Menjelang Pesta Demokrasi yang tinggal setahun lagi. Waktu yang seakan tidak terasa ditengah dinamika yang terjadi dalam pemerintahan negara ini.
Itu seolah partai-partai sedang bermain posisi bahkan sudah pasang 'kuda-kuda' untuk mempertahankan maupun mengambil 'ladang baru' dalam kontestasi politik.
Pada masa yang kaya akan bonus demografi seperti ini sejatinya politik juga musti semakin cerdas dan matang.
Politik itu sejatinya berbicara soal kebenaran, soal bagaimana memikirkan solusi dan juga memikirkan bagaimana eksistensi sebuah bangsa dan negara agar kedepannya lebih baik.
Hanya saja, yang menjadi masalah, belum selesai dengan perkara politik identitas dimana seringkali banyak tokoh atau elemen politik selalu menggaungkan bahwa dominasinya ialah yang benar dan kuat.
Bahkan narasi itu sudah mengarah pada 'personally' seseorang tentang status yang sudah melekat. Sementara negara kita dibangun atas keberagaman yang sejatinya musti bersatu.
Kini isu politik sudah mengarah pada populisme dimana kadarnya sudah over dan menghilangkan akal sehat ditengah rendahnya literasi bangsa tentang memahami sesuatu dinamika yang dirasa perlu sebuah kematangan, seperti politik.
Populisme dalam politik memang tidak salah, isu-isu yang sangat membantu dan menarik hati rakyat tidak salah karena semua bisa jadi muncul karena inisiatif kepedulian seseorang untuk murni membantu.
Namun kadang populisme yang terlalu over bisa berlebihan bahkan seolah tidak sehat.
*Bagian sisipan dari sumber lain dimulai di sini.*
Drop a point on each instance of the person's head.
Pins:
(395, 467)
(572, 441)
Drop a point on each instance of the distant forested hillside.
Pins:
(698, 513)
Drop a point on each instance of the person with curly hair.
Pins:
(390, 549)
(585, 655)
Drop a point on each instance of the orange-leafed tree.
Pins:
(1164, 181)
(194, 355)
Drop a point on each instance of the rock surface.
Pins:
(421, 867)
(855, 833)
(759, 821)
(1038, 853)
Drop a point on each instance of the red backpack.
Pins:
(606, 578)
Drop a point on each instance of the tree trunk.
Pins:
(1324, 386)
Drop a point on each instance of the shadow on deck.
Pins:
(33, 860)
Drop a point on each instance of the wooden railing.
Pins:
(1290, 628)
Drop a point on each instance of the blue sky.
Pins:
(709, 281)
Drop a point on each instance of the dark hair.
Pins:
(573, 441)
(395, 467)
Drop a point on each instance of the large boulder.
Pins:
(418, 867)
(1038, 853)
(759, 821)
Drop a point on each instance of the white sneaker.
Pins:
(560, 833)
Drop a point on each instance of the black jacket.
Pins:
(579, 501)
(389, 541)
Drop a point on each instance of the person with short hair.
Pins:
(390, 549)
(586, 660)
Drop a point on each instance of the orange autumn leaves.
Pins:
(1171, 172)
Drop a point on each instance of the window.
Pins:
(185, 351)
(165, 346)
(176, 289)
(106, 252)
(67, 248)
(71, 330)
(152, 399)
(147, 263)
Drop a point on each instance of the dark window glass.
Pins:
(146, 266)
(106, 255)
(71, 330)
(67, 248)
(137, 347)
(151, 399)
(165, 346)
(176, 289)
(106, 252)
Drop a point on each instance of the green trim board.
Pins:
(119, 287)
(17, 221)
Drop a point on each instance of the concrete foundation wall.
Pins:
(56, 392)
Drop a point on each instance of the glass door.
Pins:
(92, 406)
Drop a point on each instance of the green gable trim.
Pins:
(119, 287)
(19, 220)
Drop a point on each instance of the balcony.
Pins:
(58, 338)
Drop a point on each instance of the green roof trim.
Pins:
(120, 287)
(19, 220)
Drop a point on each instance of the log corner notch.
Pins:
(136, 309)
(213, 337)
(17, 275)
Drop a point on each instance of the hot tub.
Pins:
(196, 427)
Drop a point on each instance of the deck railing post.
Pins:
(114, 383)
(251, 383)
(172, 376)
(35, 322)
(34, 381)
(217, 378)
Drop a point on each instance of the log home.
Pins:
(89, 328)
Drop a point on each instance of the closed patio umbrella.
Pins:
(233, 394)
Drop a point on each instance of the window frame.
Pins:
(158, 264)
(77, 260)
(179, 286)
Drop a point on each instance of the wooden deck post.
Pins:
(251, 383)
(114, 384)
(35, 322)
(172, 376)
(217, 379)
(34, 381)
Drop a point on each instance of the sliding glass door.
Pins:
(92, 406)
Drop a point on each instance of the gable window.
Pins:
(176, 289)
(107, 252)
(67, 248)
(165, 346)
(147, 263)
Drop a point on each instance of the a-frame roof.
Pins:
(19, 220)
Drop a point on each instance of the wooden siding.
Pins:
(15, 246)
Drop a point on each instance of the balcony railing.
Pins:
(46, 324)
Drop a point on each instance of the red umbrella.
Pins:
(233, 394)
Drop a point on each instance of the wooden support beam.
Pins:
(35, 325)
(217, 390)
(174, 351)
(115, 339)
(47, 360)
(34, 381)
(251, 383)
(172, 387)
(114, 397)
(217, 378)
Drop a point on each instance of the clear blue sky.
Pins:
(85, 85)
Seperti timbulnya narasi langit bahkan dari sebuah partai besar tentang isu yang sangat 'impossible' namun memang bisa menjual.
Sebagai contoh, SIM seumur hidup dan pajak motor dihapus dan baru saja ada janji sebuah partai tentang listrik dan pupuk gratis bagi petani sampai pada usul bahwa menghapus jabatan Gubernur.